Upgrading a Cluster Installation¶
Find out Run:ai Cluster version¶
To find the Run:ai cluster version before and after upgrade run:
helm list -n runai -f runai-cluster
and record the chart version in the form of runai-cluster-<version-number>
Upgrade Run:ai cluster¶
Run:
kubectl apply -f https://raw.githubusercontent.com/run-ai/public/main/runai-crds.yaml
helm repo update
helm get values runai-cluster -n runai > values.yaml
helm upgrade runai-cluster runai/runai-cluster -n runai -f values.yaml
Upgrade from version 2.2 or older to version 2.3 or higher¶
Delete the cluster as described here and perform cluster installation again.
Upgrade from version 2.3 or older to version 2.4 or higher¶
Note
We recommend working with Run:ai support to perform this upgrade during a planned downtime.
- Make sure you have no fractional jobs running. These are Jobs that have been assigned a part of a GPU as described here.
- Upgrade the cluster as described above.
- Change NVIDIA Software installation as described below:
Previous install of the GPU Operator¶
If you have previously installed the NVIDIA GPU Operator, we recommend uninstalling the Operator and installing it again. Use NVIDIA Operator version 1.9 or higher.
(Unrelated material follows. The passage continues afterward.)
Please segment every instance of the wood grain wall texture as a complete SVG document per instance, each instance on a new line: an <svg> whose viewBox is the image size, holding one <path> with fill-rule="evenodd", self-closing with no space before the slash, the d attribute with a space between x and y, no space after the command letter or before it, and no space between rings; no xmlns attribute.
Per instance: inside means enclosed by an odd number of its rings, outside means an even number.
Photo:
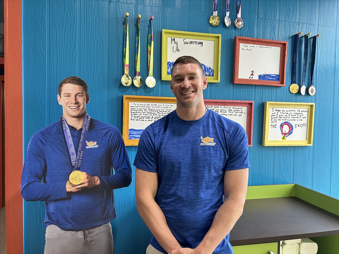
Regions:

Previous install of NVIDIA software on Each Node¶
An alternative method described in the past is to install NVIDIA software on each node separately. This method is documented by NVIDIA here and is no longer recommended for Run:ai.
If used, to upgrade Run:ai, you must now install the NVIDIA GPU Operator version 1.9 or higher, while taking into account the parts that are already installed on your system (typically the NVIDIA Drivers and the NVIDIA toolkit). Use the GPU Operator flags: --set driver.enabled=false --set toolkit.enabled=false --set migManager.enabled=false
.
After the installation/upgrade of both gpu-operator and runai-cluster, run: kubectl rollout restart ds nvidia-device-plugin-daemonset -n gpu-operator
Verify successful installation¶
To verify that the upgrade has succeeded run:
kubectl get pods -n runai
Verify that all pods are running or completed.